Starting from late twentieth century computers have made a revolutionary impact on our society. For this reason, the era we are currently passing through is often called the age of information revolution. Computers have impacted all aspects of society including industry, business, products, and the way we live and interact with each other. Computers have helped in automation of many processes in the products we use and in industry and business. They have improved dramatically the speed of analysing and communicating information, which has made tremendous impact on improving decision making, monitoring and control. This has further resulted in great improvements in efficiency and effectiveness of management of businesses and industries. In sum computers have led to great developments in technology, improved standards of living of people, and in general made life easier for them. Thus we can equate harmful effect of computers with almost all the harmful effects of technology, and material prosperity. Some such harmful effects of computers are listed below.

  • It has made people lazier. Lack of physical exercise by people can lead to diseases. Working with computer terminals for extended periods leads to additional musculoskeletal disorders specific to this kind of work.
  • By speeding up all the business and other communication processes, it has deprived people of easy, laid back style of life, where people did not have much, but yet they were in no hurry to get more.
  • It has made people more materialistic.
  • It has made people more dependent on technology.
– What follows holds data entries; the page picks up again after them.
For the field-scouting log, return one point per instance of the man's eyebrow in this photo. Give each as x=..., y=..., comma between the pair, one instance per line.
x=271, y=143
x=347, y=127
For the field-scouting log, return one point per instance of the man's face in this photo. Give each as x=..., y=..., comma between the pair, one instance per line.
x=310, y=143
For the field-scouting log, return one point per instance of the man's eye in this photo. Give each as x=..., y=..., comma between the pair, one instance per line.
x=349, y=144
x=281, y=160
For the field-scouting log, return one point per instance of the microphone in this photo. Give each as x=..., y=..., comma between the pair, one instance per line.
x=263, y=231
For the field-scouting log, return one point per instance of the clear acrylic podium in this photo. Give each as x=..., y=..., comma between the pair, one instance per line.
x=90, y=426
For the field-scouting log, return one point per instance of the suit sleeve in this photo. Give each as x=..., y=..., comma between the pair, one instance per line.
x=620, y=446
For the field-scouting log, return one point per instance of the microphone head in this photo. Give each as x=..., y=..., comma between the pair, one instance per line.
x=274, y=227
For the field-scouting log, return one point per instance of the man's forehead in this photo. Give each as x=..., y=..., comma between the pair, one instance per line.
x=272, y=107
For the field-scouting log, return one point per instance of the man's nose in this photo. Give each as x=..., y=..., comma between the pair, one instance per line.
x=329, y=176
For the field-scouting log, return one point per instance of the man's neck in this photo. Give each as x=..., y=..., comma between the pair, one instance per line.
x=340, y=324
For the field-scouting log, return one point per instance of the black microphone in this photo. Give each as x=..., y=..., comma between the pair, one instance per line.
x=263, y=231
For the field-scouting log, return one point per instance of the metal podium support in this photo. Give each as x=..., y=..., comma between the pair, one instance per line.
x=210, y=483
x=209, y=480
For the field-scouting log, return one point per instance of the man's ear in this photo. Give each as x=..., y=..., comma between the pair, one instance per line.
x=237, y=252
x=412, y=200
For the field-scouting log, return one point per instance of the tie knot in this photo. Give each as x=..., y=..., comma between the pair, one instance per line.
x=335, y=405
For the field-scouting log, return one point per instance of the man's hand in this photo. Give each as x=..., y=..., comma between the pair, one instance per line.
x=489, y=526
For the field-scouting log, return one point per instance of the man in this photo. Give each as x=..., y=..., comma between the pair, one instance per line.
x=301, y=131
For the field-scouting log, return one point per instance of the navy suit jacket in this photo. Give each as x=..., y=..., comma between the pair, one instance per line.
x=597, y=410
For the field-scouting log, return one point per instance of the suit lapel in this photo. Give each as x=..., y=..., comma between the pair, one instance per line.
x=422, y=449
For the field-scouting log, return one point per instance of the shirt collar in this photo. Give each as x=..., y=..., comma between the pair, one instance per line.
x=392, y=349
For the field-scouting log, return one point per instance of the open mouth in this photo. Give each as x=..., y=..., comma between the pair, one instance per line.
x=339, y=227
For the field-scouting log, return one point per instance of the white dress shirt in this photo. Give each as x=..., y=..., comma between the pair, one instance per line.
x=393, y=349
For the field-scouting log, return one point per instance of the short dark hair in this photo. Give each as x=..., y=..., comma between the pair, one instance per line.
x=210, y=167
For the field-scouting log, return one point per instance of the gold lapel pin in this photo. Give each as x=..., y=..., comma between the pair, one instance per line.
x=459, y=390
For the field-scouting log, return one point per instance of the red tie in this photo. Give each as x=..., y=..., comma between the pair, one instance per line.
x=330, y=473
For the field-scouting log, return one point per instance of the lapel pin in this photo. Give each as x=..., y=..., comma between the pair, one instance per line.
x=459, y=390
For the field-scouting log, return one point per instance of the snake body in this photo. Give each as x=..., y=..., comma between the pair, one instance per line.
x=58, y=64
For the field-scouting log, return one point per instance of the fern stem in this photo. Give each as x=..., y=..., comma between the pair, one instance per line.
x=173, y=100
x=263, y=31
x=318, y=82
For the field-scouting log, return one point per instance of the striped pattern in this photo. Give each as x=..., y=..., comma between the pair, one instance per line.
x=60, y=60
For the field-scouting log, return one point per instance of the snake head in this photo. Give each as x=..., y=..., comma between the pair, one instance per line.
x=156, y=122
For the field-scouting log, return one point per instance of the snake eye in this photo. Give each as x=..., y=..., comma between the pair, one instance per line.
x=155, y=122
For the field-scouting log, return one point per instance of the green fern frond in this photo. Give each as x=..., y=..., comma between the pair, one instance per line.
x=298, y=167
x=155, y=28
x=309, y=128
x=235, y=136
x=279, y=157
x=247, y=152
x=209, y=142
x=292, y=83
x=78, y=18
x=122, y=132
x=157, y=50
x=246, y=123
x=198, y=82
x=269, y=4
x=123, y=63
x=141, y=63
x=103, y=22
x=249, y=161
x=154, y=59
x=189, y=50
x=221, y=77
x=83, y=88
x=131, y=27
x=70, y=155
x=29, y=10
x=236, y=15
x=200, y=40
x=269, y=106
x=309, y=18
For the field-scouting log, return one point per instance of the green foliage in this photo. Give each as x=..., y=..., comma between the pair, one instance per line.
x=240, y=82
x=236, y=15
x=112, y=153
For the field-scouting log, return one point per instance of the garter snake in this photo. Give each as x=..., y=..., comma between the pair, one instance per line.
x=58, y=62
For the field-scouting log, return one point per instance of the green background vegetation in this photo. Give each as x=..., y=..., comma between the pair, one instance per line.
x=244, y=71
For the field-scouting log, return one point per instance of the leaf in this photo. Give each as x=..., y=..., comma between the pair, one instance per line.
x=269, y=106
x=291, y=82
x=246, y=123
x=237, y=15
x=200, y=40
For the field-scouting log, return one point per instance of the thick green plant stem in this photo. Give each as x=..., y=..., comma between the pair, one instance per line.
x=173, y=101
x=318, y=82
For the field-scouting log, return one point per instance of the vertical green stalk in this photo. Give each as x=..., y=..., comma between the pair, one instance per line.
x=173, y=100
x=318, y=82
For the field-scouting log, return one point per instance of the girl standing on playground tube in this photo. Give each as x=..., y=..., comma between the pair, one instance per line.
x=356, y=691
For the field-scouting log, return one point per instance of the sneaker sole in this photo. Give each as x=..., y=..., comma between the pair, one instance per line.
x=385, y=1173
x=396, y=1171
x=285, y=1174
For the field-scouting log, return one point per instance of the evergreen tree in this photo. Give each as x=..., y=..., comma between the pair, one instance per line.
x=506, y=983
In this way it has impinged on independence of people.
  • Ability to communicate very effectively through Internet has reduced the level of personal interaction. A corollary to this is that since people are able to communicate with people around the world with ease, their proportion of communication with people immediately around them, for example with family members has reduced. It appears many parent are very much distressed that their children spend too much time on the computers, and too little with them.
  • New form of highly foot-in-the-door type salesmen-ship have developed and proliferated. This include the annoying advertisements that pop up on your computer screen, and refuse to be closed. Spam mail is also a big pest.
  • Computer virus is a problem specific to computers. But i suspect that it is just a different version of the practice of throwing nails on the road to increase the business volume for repairing punctured tires.